Data Hub (On Git Hub)
Purpose
The design document describes the data and processes that are required to meet the business requirement.
Introduction
A framework is required to manage the publication of data from a source system to a destination system. Publisher systems will be able to publish information to a centralized repository using various connectors. Information will be staged in a relational model. Subscribers interested in the publication will be notified of new information. When the subscriber has consumed the requested information datahub is notified of success or failure. Once all distributions of information have been consumed staged information can be archived.
Component diagram
Glossary of Terms
Term | Definition |
---|---|
Control Structures | Files or database tables that express the readiness of data for downstream consumption. |
Daily Batch | Synonym: batch. |
Data Hub | Application that moves large sets of data from Source to Target based on control messages created from the source. |
Distribution | Any issue notified for a specific subscriber / subscription. |
Intraday Interval | Synonym: micro-batch, near real-time. |
Issue | Specific instance of a publication. |
Posting Group | Method for understanding load order and dependencies. Orchestration for systems subscribing to Data Hub. |
Publication | A specific type of data that will be generated by the publisher. (Depending on the Publishers control structure setup and the context of how the term is used it may refer to a specific instance of a data feed that is being generated.) |
Publication Notification | The monitoring of control structures for changes to notify subscribers of data readiness. |
Publisher | A system that creates a set of information for consumption by a downstream system. |
Source (1) | System providing data for consumption by other systems (aka publisher) |
Source (2) | Term used by ETL programming languages to identify the entity that will provide data for a data flow. |
Subscriber | In context of this document Subscriber is a system that consumes data published from another system. |
Subscription | A set of information that will be consumed by a downstream system. |
Target (1) | System consuming data from another system (aka subscriber) |
Target (2) | Term used by ETL programming languages to identify the entity that will receive data from a data flow. |
An enterprise will source information from several file sources in order to consolidate that information into the data warehouse. Files are pulled from external vendors and internal sites and file shares via Data Hub scripts. The scripts will be housed in the Automate tool and fired on a regular schedule. The control structures that determine the files to pull for consumption are stored in the stage data base, ctl schema. As the PowerShell scripts identify new files SQL server is notified and SSIS packages kicked off. These systems will be available in the SBX, DME, QME and PROD environments.
Data Hub Concept
Data Hub is intended to manage all data entering and exiting the organization that requires a “large” batch transfer of data. This can include data files or data tables that are delivered from a source system into the enterprise. The system will maintain meta data about each transfer, i.e. source and destination. It will log each data payload and the destination for the information.
Publisher Metaphor
This system operates much like a magazine publication and the customers that subscribe to the periodical. A publisher creates a specific type of magazine(s) such as Wired or Red Herring. The Publisher entity will maintain a list of the various organizations that generate magazines. A publication is a specific magazine that well be readied for publication. A publisher can generate more than one publication.

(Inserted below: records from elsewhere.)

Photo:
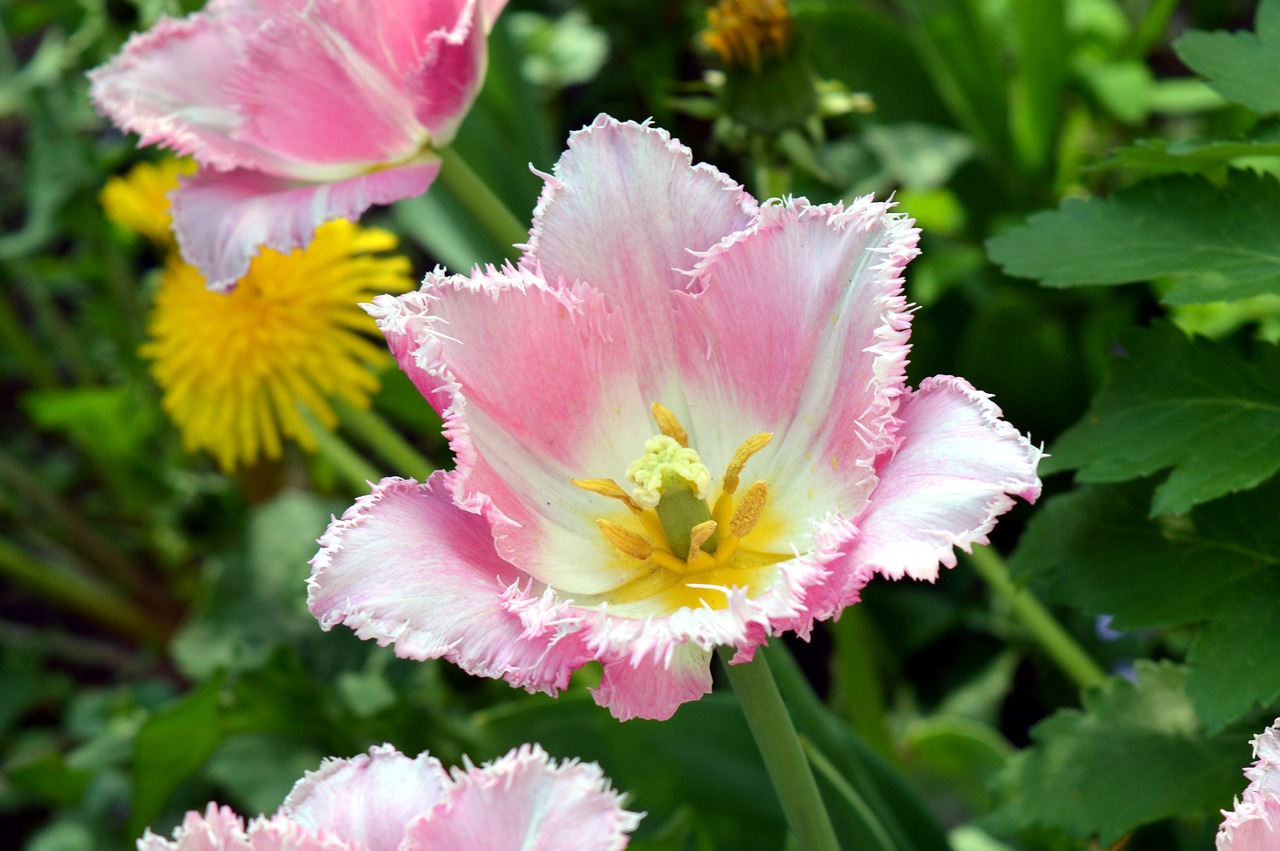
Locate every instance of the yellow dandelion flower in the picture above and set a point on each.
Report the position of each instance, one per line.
(745, 31)
(237, 370)
(138, 201)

On a regular interval, the next installment of a magazine is prepared to send to customers as an issue. The Issue entity will manage the details for the various versions that a particular publication has prepared for consumption. The actual content of a particular publication will be stored in a database entity.
Subscriber Metaphor
Subscribers are Individuals that receive publications of a magazine. The subscriber entity will describe each of the systems consuming information from a publisher. The subscription entity provides a look up for each of the publication that each of the subscribers have elected to receive. Each issue that a subscriber receives will be stored in the distribution entity. This entity will record the state of the issue for a particular subscriber.
In following with our magazine metaphor, the distribution entity will follow the state of a single magazine (Has it been mailed, has it been received etc.)
Posting Group Concept
Posting groups are used to orchestrate the processing of data within information systems. Processes can be complicated based on inter dependencies between processes. Posting Groups maintain metadata about discrete units of work that must be completed and the order that they must be completed. This system also maintains a history of the work taking place on the system in order to facilitate operational reporting and system restarts.
Processing Template
Posting groups identifies the template needed to orchestrate the batch process working on the data warehouse. Each package or job that needs to be executed during a day’s batch is maintained in the PostingGroup entity. Data warehouse ETL jobs are normally dependent on the execution of an upstream process before they can be fired. Posting Group Dependencies are maintained to enforce package completion of upstream requirements before subsequent processes are executed. The entity, PostingGroupDependencies maintains the mapping of processes to their successors by maintaining a parent child relationship. The entities mentioned are responsible for determine the processes that must run consecutively. This information will be propagated to other entities that are used to maintain statistics on each day’s batch.
Batch Processing
Now that a template has been established for the process that must be run each day the specific tasks for a given interval of time (normally a day) must be generated so process can report on their success or failure, run time and other statistics. The PostingGroupBatch maintains a key value for each new (holistic) batch that must be run and does so on a daily interval. The template posting group records are effectively copied into the PostingGroupProcessing entity each day and identified with a posting group batch id. As processes execute, they report their status back to the processing entity. These statuses can be monitored through the day to ensure normal processing by logging number of records impacted and process start and end times as retries.